Joel Saget / AFP / Scanpix / LETA
Бах подобрал томик — казалось, что переплет еще хранит тепло девичьих пальцев. Поднимаясь со стула, почувствовал, как заныли ноги. И только теперь вдруг понял, что за несколько часов ни разу не вспомнил и про блуждания по лесу, и про коварную овражную топь, и про спасение в яблоневом саду. Было ли что-то подобное с ним сегодня? А если и было — то что?
Понял, что сегодня он кричал от злости, хохотал, боялся, был откровенным — как никогда в жизни. И ни разу при этом не заикнулся.
Понял, что хочет увидеть Кларино лицо.
— До свидания, фройляйн Гримм, — только и сказал, направляясь к двери.
Колени и локти саднило, жгло от царапин скулы — но к боли он отчего-то стал равнодушен. Устал, устал невозможно, невыносимо.
А вслед, настойчивое:
— Придете?
Не смея пообещать ничего определенного, лишь поклонился на прощание старухе с прялкой и вышел из избы.
Шагая за долговязой киргизовой фигурой по лесу, Бах смотрел вокруг и мучился недоумением: как мог он заплутать в столь понятном и простом месте? Вот они, дубы и клены — шершавые на ощупь, стволы пахнут весенней влагой, морщинистая кора кое-где прострелена зелеными листьями. Вот и тропа, еще хранящая их утренние следы, — прямая, ведет к берегу. Да и сама Волга — вот она, рукой подать, уже блестит меж коричневых древесных спин. Мог ли мир, такой осязаемый и пахучий, такой вещный, привычный, потерять на некоторое время свою прочность и обернуться зыбкой трясиной — или все это было лишь плодом воображения? Усталость накатывала, мешала думать.
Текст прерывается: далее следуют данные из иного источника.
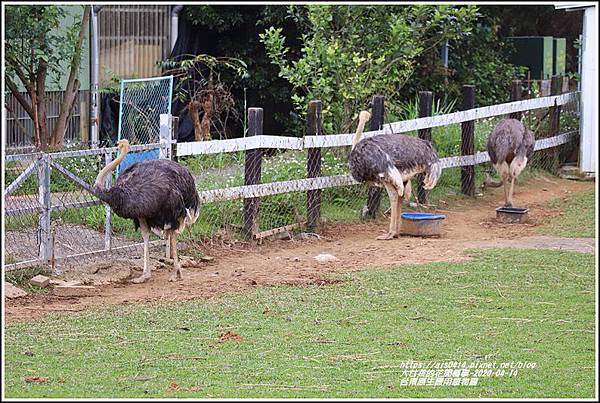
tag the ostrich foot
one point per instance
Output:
(387, 236)
(140, 279)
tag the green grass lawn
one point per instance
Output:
(578, 219)
(348, 339)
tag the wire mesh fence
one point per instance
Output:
(51, 214)
(252, 187)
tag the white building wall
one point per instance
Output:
(589, 92)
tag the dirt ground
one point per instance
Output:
(470, 223)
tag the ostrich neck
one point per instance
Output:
(100, 179)
(359, 131)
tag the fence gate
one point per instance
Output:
(142, 101)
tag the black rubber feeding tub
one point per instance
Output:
(512, 215)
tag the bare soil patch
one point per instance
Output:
(470, 223)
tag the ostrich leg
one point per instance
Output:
(146, 236)
(399, 209)
(176, 266)
(168, 252)
(408, 192)
(393, 195)
(510, 192)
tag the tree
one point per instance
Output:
(350, 53)
(35, 49)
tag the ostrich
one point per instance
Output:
(391, 160)
(158, 195)
(510, 145)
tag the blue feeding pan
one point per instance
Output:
(421, 224)
(512, 215)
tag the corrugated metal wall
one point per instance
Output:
(132, 40)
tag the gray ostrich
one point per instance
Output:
(391, 160)
(158, 195)
(509, 145)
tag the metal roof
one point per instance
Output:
(573, 6)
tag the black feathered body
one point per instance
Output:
(372, 158)
(509, 139)
(162, 192)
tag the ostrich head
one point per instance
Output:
(363, 117)
(123, 147)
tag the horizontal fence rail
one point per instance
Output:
(339, 140)
(80, 153)
(323, 182)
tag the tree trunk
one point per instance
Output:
(205, 124)
(66, 108)
(194, 105)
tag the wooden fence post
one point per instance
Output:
(425, 109)
(313, 127)
(555, 89)
(516, 93)
(554, 114)
(374, 193)
(175, 130)
(467, 142)
(45, 200)
(252, 173)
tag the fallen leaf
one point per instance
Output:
(173, 386)
(230, 336)
(36, 379)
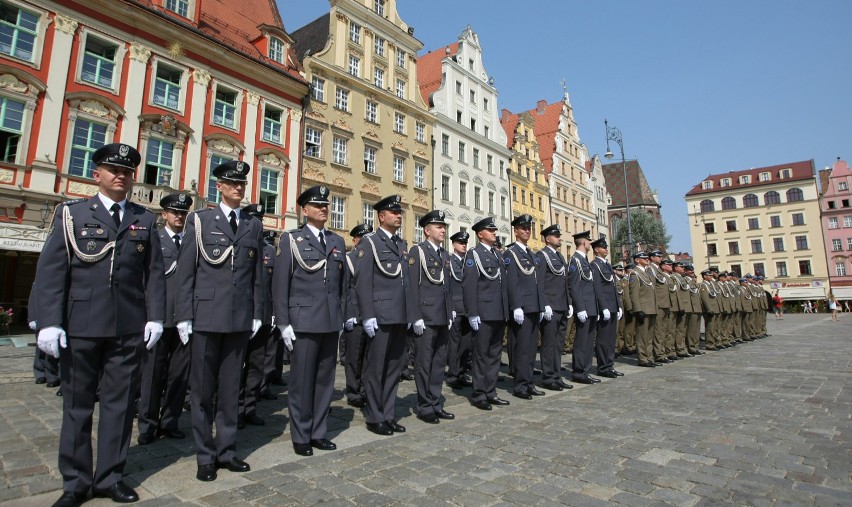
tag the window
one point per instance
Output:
(11, 121)
(87, 138)
(18, 31)
(795, 194)
(419, 175)
(370, 159)
(338, 212)
(272, 124)
(269, 190)
(341, 99)
(167, 91)
(338, 150)
(318, 89)
(354, 65)
(98, 62)
(772, 197)
(276, 50)
(372, 111)
(313, 142)
(159, 163)
(224, 109)
(398, 169)
(180, 7)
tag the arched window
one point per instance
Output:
(771, 197)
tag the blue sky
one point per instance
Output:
(695, 87)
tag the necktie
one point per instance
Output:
(116, 214)
(233, 221)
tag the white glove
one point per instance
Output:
(153, 333)
(255, 326)
(288, 335)
(50, 339)
(474, 322)
(370, 327)
(419, 327)
(184, 330)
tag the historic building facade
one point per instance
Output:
(471, 157)
(189, 83)
(367, 130)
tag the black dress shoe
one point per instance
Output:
(303, 449)
(380, 428)
(145, 438)
(429, 418)
(443, 414)
(118, 492)
(234, 465)
(70, 499)
(323, 444)
(206, 473)
(395, 426)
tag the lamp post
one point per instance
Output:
(613, 134)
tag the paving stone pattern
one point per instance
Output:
(763, 423)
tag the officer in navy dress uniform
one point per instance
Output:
(432, 316)
(100, 278)
(353, 332)
(459, 347)
(609, 305)
(581, 285)
(486, 303)
(526, 300)
(382, 288)
(165, 368)
(220, 302)
(553, 277)
(255, 357)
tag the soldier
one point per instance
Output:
(526, 300)
(553, 278)
(609, 305)
(644, 305)
(100, 277)
(165, 368)
(486, 303)
(381, 285)
(308, 290)
(220, 302)
(432, 315)
(353, 333)
(459, 347)
(581, 286)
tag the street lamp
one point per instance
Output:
(613, 134)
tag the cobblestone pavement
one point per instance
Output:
(763, 423)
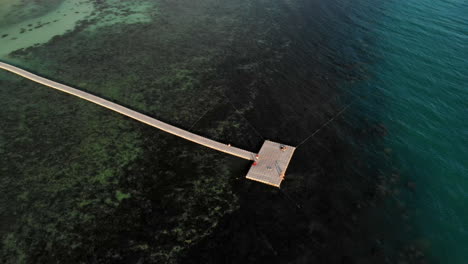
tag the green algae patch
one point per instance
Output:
(102, 186)
(121, 196)
(39, 28)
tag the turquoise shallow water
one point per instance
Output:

— Это правда? — спросил он, глядя киргизу в глаза, когда тот оттолкнулся ногой от берега и взялся за весла. На ответ не надеялся, спросил просто так, не имея больше сил держать мучивший вопрос в себе. — Все, что было сегодня со мной, — правда?
Ялик резал воду, рывками удаляясь от берега. В черных зрачках киргиза, сплюснутых сверху и снизу складчатыми веками, играли отсветы волн. Крупные капли летели с лопастей весел на его обнаженные руки и плечи, скатывались по ложбинам бугров между мышцами. Мерно скрипели уключины.
Бах отвернулся. Захотелось вдруг еще раз прикоснуться к страницам, которые листала недавно рука Клары Гримм. Он раскрыл томик — от листов едва уловимо пахнуло чем-то свежим, незнакомым — и нашел нужное стихотворение. Над его названием корявыми буквами было выведено, наискосок и без знаков препинания: «Не оставляйте меня прошу».